Tra i tanti particolari, rimessi in luce recentemente da una accurata pulitura, c’è questo animale fantastico che sembra a metà tra cavallo e uomo: la cosa buffa è che gli arti dell’equino sono antropomorfi, e difatti la creatura sembra guardarsi un po’ stupita le mani.
Cosa ci ha colpiti di questa figura? beh, prima di tutto che l’artista si sia evidentemente divertito a raffigurare in modo letterale il sinonimo con cui allora si indicavano gli anteriori dei cavalli, che nei testi dell’epoca sono appunto indicati come “mani” (e piedi i posteriori).
Poi che le orecchie del semi-cavallo sembrino un po’ più corte del dovuto, e ci siamo ricordati di un termine desueto che indicava giusto in quei secoli i cavalli cui erano stati tagliati i padiglioni auricolari: indovinate quale?
Bertone, curiosamente: che è per l’appunto il nome della famiglia che possedeva il palazzo.

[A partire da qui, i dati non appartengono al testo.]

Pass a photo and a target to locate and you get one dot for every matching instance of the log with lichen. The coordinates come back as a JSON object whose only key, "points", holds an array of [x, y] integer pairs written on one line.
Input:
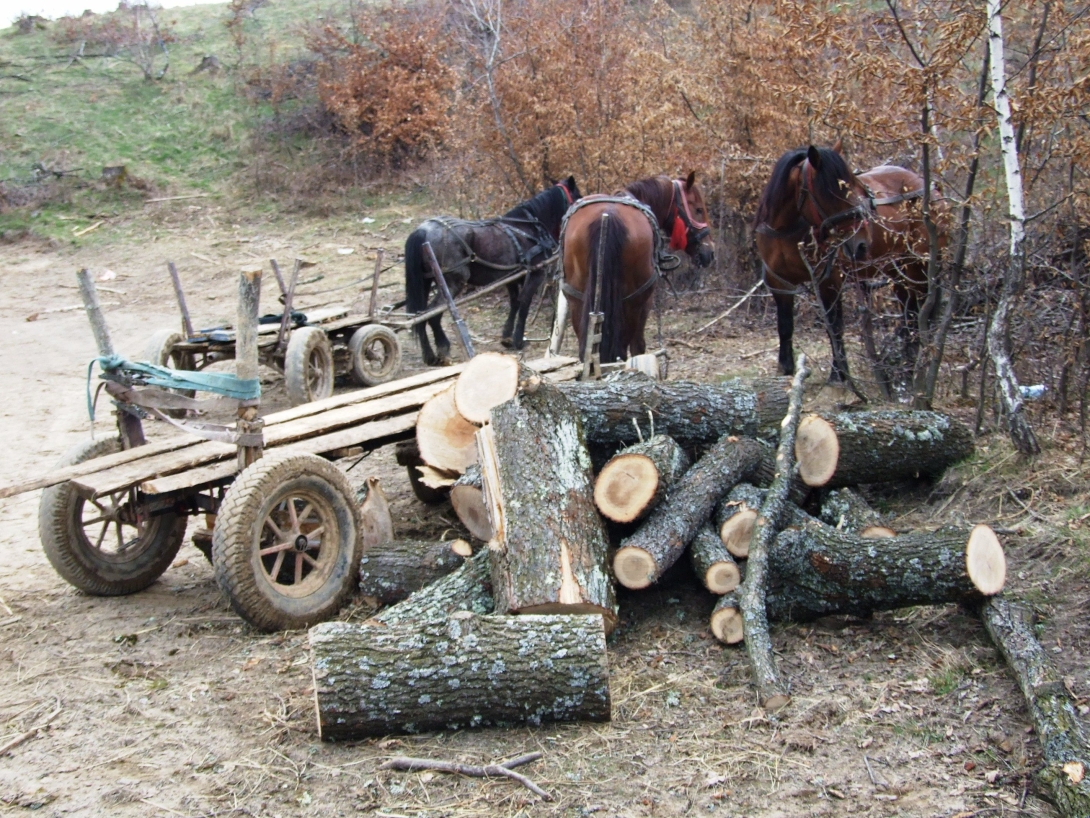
{"points": [[465, 671]]}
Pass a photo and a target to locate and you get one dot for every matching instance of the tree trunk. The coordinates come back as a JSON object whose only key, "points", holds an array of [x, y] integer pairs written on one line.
{"points": [[689, 412], [850, 448], [464, 672], [469, 588], [1063, 738], [656, 545], [712, 562], [394, 569], [818, 570], [637, 478], [468, 500], [549, 548]]}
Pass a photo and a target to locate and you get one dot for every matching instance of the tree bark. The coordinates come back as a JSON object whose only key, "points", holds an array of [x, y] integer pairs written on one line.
{"points": [[1063, 738], [391, 570], [689, 412], [712, 562], [469, 588], [549, 546], [464, 672], [849, 448], [637, 478], [644, 556]]}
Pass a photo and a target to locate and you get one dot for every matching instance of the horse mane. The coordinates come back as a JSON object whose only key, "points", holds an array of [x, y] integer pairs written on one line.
{"points": [[826, 181]]}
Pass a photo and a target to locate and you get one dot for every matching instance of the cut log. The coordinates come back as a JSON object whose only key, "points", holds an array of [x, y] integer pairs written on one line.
{"points": [[394, 569], [726, 621], [549, 548], [468, 500], [637, 478], [469, 588], [468, 671], [1064, 743], [689, 412], [819, 570], [444, 437], [656, 545], [850, 448], [712, 562]]}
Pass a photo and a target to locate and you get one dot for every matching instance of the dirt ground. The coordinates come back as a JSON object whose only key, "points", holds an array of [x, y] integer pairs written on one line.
{"points": [[167, 704]]}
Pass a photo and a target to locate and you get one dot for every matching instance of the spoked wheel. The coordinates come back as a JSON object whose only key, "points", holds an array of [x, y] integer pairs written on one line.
{"points": [[109, 545], [376, 355], [309, 365], [287, 543]]}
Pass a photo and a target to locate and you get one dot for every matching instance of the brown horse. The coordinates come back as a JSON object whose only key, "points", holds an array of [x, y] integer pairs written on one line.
{"points": [[624, 231], [814, 209]]}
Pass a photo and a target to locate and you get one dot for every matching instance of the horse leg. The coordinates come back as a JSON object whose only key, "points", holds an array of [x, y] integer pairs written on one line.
{"points": [[785, 325]]}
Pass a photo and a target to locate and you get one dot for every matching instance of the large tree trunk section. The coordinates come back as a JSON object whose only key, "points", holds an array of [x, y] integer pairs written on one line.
{"points": [[637, 478], [445, 438], [469, 588], [644, 556], [726, 622], [819, 570], [689, 412], [712, 562], [1063, 738], [391, 570], [850, 448], [549, 548], [468, 671], [468, 500]]}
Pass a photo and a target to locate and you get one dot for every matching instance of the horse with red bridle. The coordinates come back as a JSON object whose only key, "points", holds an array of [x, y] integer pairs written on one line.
{"points": [[815, 211], [626, 233]]}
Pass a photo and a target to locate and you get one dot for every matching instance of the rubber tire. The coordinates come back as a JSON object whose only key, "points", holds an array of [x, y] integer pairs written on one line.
{"points": [[81, 567], [358, 345], [235, 538], [304, 344]]}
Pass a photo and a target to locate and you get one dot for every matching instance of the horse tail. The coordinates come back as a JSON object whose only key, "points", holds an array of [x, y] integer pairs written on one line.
{"points": [[612, 243]]}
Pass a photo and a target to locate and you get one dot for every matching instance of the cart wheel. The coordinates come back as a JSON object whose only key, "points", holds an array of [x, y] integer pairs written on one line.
{"points": [[287, 545], [160, 351], [309, 365], [105, 546], [376, 355]]}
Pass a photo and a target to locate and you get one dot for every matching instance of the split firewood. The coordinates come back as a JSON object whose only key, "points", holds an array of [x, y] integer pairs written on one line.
{"points": [[850, 448], [846, 510], [468, 501], [469, 588], [818, 570], [772, 693], [467, 671], [444, 437], [712, 562], [548, 548], [689, 412], [394, 569], [1064, 742], [637, 478], [644, 556]]}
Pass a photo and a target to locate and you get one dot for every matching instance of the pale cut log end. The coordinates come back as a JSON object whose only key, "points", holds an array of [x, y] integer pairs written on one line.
{"points": [[985, 562], [876, 532], [469, 505], [723, 578], [816, 450], [633, 567], [737, 532], [488, 380], [445, 438], [727, 625], [626, 486]]}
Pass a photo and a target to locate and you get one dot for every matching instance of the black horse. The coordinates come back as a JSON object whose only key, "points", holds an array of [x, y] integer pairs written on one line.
{"points": [[482, 252]]}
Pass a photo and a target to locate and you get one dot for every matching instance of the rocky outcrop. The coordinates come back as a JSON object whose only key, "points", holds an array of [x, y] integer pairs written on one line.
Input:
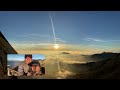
{"points": [[5, 48]]}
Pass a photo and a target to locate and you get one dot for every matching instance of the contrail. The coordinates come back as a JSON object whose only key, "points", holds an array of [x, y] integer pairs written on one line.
{"points": [[53, 29], [55, 42]]}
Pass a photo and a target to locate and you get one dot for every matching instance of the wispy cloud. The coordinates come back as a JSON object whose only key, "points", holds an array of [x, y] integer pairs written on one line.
{"points": [[94, 39], [60, 40], [100, 40]]}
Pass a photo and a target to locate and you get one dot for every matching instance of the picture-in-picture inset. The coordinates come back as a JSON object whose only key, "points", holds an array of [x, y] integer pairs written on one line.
{"points": [[26, 64]]}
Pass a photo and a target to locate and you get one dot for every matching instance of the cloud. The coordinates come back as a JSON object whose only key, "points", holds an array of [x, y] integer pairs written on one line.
{"points": [[100, 40], [94, 39], [60, 40]]}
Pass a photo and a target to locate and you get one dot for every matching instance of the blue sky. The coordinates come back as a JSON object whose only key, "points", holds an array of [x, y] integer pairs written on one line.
{"points": [[21, 57], [74, 30]]}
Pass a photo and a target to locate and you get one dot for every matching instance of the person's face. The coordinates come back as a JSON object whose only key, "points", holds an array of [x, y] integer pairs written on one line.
{"points": [[33, 68], [28, 60], [37, 68]]}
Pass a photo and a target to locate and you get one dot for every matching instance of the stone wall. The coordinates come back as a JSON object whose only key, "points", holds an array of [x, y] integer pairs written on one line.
{"points": [[5, 48]]}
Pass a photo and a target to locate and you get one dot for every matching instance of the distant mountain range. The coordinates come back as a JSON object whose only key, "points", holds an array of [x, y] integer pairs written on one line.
{"points": [[99, 57], [105, 69]]}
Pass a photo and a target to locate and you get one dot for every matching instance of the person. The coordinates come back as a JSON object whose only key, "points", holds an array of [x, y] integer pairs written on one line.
{"points": [[35, 69], [24, 67]]}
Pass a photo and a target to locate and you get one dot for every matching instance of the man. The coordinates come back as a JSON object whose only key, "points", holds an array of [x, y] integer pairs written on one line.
{"points": [[35, 69], [24, 67]]}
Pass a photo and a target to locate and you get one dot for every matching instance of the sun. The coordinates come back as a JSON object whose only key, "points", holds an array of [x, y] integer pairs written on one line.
{"points": [[56, 46]]}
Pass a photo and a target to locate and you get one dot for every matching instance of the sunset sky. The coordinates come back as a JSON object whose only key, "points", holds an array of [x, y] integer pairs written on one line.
{"points": [[85, 31]]}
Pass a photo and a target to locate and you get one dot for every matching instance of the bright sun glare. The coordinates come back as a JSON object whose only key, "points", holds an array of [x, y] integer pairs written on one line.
{"points": [[56, 46]]}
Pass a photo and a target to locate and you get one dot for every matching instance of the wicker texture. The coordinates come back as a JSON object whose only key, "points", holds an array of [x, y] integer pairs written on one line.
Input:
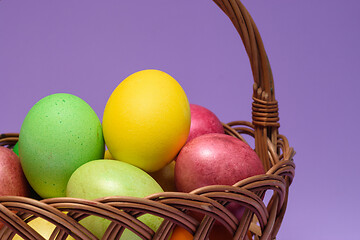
{"points": [[261, 219]]}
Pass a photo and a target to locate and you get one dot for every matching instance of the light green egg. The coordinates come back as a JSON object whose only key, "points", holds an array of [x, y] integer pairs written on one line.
{"points": [[103, 178], [60, 133]]}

L’usanza crudele di tagliare le orecchie, praticata almeno sino al XVII secolo, aveva solamente scopi estetici, non c’era nemmeno la pallida scusante di una qualche supposta utilità pratica o conseguenza positiva: in alcuni testi antichi viene ricordata come maniera di far sembrare i cavalli così conciati come provenienti dalla Francia ma era frequente anche per i cavalli tedeschi (e ci viene in mente il taglio della coda, o inglesatura, di fine ‘800 e inizio ‘900) , in altri come modo per ovviare alle orecchie tenute cascanti.
Addirittura abbiamo trovato un libro dove si suggeriva la finta bertonatura, che consisteva nel cucire le orecchie del malcapitato cavallo su se stesse per farle sembrare tagliate, e chi ha scritto il testo si raccomanda di usare un filo di colore intonato al mantello della vittima.
La misura giusta per questo scempio? come un’orecchio d’orso, all’incirca, e si vede che era una informazione comune e condivisa.
Altrove si raccomanda di prestare attenzione dopo questa nefanda operazione a togliere e mettere la testiera, che il poveretto sarebbe stato sensibile ad ogni contatto, bontà sua, come pure di utilizzare un collare per tenerlo alla posta in scuderia invece della usuale capezza.
Ma comunque anche i cavalli più pregiati correvano il rischio di subire questa menomazione: come quello raffigurato in una stampa antica recentemente andata all’asta e che apparteneva a Jaqueline Kennedy Onassis, ora acquistata dalla Galleria degli Uffizi.
Che volete fare: oggi la curiosità ci ha fatto galoppare un po’ di qua e di là, come puledri appena liberati nel paddock in una giornata di vento teso e fresco.